Certo è che, nel racconto, la forza della disperazione, unita alla capacità inventiva, fecero sì che la donna incatenasse il sovrano con mirabolanti racconti, uno per notte: e al sorgere dell’alba il racconto non era finito, sicché il re concedeva un a proroga a Shéhérazade, la quale appena conclusa la favola, dava inizio a un’altra. La dialettica signore/ servo, in certo modo: fu la schiava a soggiogare il padrone, che alla fine, al termine di questa lunghissima maratona si arrese, non solo rinunciando a uccidere la bella fanciulla, ma la prese in sposa, facendola regina del suo regno.

La vicenda di questa fiaba (in realtà si tratta quasi di un meta-testo, con una base e varie inserzioni, per cui i racconti che lo compongono cambiano notevolmente di numero con adattamenti a culture locali, dalla Persia all’Egitto…) è raccontata in una bellissima esposizione all’Institut du Monde Arabe di Parigi (un luogo che di per sé vale sempre la visita, nelle linee ardite e insieme solenni disegnate dall’architetto Jean Nouvel, tra il 1987 e il 1988). Vi si scoprono davvero mille risvolti, antefatti e conseguenti a questo che è una specie di Cunto de li cunti del nostro Gian Battista Basile che non ebbe altrettanto successo.
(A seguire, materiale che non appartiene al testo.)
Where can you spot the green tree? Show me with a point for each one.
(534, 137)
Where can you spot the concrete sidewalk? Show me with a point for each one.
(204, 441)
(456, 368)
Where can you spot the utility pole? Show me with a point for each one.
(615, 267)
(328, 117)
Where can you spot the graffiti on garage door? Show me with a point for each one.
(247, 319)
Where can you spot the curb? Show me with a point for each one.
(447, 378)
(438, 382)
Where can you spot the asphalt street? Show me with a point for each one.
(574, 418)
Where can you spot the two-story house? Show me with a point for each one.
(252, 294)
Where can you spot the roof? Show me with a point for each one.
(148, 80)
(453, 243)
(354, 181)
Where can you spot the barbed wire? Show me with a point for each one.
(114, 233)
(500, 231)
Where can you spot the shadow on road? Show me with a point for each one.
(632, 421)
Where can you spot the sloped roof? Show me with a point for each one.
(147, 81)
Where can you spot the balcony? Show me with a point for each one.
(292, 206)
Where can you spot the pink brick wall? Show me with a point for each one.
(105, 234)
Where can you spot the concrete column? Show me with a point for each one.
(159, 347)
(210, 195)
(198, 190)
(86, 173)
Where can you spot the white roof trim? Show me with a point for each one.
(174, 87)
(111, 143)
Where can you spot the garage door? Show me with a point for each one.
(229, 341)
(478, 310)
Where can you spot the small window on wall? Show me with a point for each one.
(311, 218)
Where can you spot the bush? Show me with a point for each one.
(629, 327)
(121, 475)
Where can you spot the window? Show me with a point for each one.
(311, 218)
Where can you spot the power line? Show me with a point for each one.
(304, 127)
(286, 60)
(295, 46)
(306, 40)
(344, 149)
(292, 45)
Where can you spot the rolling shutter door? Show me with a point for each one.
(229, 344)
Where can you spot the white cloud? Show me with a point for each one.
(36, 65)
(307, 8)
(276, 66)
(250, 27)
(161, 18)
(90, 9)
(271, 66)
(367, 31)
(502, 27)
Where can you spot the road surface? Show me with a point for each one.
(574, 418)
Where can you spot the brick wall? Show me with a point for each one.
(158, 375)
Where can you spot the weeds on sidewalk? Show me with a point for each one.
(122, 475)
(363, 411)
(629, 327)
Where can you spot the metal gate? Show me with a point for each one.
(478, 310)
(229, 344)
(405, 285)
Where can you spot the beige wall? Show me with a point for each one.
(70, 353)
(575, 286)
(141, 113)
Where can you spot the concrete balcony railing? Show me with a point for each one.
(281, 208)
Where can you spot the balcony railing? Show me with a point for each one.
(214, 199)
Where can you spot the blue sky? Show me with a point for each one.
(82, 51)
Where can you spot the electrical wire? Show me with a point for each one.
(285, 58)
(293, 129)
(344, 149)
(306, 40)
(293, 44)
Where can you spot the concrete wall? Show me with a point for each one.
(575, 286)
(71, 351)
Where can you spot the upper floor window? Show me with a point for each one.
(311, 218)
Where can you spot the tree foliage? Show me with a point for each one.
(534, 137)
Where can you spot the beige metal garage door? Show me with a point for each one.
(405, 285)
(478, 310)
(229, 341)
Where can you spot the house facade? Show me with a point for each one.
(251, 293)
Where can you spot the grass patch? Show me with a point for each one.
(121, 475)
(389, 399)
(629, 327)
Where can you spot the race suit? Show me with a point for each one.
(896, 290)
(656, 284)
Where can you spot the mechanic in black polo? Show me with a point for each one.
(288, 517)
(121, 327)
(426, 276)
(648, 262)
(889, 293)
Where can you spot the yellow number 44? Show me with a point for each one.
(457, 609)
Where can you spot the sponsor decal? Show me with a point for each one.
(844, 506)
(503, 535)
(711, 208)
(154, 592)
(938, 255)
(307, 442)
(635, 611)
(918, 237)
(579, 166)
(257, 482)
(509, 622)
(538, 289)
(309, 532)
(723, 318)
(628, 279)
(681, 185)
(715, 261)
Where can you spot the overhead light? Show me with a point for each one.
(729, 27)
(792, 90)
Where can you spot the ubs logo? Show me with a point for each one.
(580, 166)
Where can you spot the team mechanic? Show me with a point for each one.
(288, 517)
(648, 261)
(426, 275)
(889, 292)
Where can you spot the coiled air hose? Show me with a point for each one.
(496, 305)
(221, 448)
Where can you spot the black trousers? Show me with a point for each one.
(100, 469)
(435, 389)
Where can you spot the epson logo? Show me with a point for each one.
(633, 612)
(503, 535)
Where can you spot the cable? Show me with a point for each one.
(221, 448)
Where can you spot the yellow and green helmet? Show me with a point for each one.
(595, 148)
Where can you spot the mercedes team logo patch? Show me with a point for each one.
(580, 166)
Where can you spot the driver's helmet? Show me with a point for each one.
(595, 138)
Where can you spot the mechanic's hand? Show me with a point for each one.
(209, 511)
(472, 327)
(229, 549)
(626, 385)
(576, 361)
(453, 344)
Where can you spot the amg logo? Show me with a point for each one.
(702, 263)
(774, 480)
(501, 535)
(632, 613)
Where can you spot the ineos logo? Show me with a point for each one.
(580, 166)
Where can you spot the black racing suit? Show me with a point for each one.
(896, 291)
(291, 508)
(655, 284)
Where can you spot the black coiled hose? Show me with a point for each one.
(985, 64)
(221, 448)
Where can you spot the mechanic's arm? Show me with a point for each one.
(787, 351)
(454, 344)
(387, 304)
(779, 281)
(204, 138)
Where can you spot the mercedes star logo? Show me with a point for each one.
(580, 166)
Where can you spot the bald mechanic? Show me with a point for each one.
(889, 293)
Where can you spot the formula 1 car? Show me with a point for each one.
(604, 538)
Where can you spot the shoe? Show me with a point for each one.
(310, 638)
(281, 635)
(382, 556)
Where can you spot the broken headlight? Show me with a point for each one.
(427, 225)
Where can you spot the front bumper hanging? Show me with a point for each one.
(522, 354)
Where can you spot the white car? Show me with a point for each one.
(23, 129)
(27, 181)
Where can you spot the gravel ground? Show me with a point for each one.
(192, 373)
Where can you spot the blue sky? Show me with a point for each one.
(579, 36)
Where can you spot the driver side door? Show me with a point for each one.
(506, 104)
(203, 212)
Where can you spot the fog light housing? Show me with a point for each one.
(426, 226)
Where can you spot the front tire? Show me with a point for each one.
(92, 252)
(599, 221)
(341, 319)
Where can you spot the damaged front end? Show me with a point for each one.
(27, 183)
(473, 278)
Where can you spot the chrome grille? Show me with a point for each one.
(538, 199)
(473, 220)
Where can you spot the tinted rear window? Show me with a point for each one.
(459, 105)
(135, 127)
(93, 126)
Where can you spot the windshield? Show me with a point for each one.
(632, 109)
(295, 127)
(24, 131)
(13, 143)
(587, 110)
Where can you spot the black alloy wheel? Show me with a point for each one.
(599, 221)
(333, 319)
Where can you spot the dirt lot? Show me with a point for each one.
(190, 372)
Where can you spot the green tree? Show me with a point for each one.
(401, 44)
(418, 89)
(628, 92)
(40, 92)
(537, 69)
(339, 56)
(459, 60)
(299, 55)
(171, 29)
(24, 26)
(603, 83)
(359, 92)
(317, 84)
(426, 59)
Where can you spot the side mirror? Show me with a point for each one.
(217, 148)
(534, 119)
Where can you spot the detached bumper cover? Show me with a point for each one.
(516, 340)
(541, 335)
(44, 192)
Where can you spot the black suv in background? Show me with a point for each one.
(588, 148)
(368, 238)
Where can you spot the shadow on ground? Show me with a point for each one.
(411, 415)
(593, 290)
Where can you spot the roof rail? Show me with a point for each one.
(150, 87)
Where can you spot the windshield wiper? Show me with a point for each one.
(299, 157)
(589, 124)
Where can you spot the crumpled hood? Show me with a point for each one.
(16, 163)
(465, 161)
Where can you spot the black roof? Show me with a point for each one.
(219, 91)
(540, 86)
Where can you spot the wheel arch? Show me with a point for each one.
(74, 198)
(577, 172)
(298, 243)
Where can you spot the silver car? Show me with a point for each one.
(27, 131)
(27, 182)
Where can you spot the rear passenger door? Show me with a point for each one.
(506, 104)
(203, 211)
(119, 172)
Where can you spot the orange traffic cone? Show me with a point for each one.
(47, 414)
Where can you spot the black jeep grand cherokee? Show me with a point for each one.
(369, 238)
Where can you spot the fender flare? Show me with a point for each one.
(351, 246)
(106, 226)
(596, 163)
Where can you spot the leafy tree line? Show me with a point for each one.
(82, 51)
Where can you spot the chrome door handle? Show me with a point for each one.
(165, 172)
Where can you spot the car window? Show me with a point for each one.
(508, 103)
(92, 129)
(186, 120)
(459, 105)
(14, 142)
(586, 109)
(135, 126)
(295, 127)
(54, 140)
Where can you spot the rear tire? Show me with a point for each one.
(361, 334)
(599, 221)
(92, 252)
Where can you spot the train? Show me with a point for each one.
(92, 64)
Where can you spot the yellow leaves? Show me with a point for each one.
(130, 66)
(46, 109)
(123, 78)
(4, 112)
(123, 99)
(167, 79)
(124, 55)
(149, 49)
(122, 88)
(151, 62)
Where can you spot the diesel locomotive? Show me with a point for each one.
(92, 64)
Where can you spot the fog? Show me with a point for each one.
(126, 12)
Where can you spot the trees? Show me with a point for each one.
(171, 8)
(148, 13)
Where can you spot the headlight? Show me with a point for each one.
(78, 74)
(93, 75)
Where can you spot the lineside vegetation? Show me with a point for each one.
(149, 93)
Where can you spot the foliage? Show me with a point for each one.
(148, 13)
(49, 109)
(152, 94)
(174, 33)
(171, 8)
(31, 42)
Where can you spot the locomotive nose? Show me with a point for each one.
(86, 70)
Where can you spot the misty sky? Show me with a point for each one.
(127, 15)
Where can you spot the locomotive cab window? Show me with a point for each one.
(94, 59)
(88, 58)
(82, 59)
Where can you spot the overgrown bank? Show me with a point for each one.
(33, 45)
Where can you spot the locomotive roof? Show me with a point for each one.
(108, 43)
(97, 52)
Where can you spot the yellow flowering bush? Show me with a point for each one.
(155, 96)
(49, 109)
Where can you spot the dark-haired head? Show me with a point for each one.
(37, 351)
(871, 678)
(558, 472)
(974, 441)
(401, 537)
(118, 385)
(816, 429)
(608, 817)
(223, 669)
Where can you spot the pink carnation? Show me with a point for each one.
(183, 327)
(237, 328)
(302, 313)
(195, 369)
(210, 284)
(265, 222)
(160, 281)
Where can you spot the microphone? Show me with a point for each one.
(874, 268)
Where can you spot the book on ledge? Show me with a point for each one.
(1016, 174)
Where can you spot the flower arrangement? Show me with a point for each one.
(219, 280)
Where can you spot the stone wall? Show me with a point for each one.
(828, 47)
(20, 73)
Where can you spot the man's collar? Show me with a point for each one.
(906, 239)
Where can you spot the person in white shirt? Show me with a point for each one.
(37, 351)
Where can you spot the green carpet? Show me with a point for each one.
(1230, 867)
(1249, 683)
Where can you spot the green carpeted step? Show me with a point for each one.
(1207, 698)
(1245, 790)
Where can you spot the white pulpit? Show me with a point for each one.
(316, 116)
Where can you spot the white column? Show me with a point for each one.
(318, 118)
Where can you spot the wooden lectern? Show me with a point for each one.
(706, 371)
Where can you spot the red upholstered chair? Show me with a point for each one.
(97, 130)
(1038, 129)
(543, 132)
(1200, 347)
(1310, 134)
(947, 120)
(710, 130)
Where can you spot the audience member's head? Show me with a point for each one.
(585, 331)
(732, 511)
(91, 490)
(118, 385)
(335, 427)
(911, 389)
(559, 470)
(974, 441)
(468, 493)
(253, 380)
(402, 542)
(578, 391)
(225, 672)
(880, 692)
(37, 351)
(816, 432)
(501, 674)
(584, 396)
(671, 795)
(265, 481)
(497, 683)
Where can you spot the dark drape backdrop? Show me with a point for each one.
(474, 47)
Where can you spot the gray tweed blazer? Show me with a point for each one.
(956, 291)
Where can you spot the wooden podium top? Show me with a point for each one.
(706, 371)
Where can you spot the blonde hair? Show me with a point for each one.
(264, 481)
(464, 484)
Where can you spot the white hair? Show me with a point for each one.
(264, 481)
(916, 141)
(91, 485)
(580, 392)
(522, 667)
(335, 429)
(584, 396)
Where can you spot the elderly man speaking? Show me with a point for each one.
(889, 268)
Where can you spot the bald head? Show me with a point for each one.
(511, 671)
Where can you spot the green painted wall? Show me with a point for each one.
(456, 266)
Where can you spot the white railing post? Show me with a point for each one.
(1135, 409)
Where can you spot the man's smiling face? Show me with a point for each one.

Invece la fortuna de Le mille e una notte è stata prodigiosa, ma è interessante innanzi tutto la genesi dell’opera, che si colloca originariamente tra la Penisola Arabica e l’India, in un’epoca imprecisata, intorno al IX secolo: ma, in realtà, ebbe ragione Dino Buzzati a definirlo «Un monumento senza età e indiscutibile come le montagne».

In realtà esiste una sorta di cornice base, nel quale nel corso dei secoli sono state fatte aggiunte o sottrazioni, ma – questo è quasi stupefacente – in qualche modo tutti concorrendo alla omogeneità del prodotto finale, e al suo fascino straordinario. Narrate in pubblico, subivano variazioni e ulteriori aggiunte, suscitando sempre l’entusiasmo degli ascoltatori come dei lettori: «Quanto sono belle queste parole» commentò uno dei narratori; «Esse sanno catturare i cuori più delle più melodiose delle musiche».






Il libro fu importato in Europa, ai primi del ‘700 grazie a un appassionato dilettante francese, Antoine Galland, bibliotecario a Caen, il quale, avendo ricevuto un’edizione araba in tre tomi, ne fece una versione assai ridotta (peraltro in 12 volumi), con non poche manipolazioni volte a rendere più appetibile il testo al gusto dei suoi connazionali. Di là ha inizio un’altra storia del libro, quella appunto della fortuna in Occidente, che deborda dalla vicenda delle edizioni pur con le sue infinite varianti e genera altre opere, dalla letteratura, al teatro, alle arti figurative, fino alla musica. Shéhérazade, nell’incipiente orientalismo della cultura europea, la quale spesso mescolò Le mille e una notte ad altre opere di origine mesopotamica o indiana, divenne la seducente protagonista di tanta produzione artistica, letteraria, musicale.

Entrò nell’immaginario maschile come un inconfessato oggetto di desiderio, ma anche in quello femminile come il soggetto di un riscatto necessario (e possibile): significativo che, per converso, sia scomparso il nome del re crudele, che pure era stato a sua volta riscattato dalla sua perversione femminicidaria, grazie alla bella Shéhérazade. I suoi racconti popolati di geni, donne alate, tappeti volanti, ciclopi e uccelli mai veduti, ma anche di squarci di città favolose di per sé stesse (da Baghdad al Cairo) infiammarono dozzine di artisti, da Gustave Doré, con le incisioni di Simbad il marinaio, uno dei personaggi che ebbe maggior fortuna, insieme ad Aladino e la sua lampada magica. Fino al russo Rimsky Korsakov che alla donna intitolò una sua suite sinfonica da cui fu poi tratto un altrettanto famoso balletto. Per giungere al nostro Pasolini, che, a differenza di numerose altre versioni cinematografiche concentrate su avventure guerresche, firmò una pellicola improntata a un delicato erotismo, Il fiore delle mille e una notte. E si tratta di una storia che non ha fine, forse anche per l’eterno bisogno che abbiamo di sognare.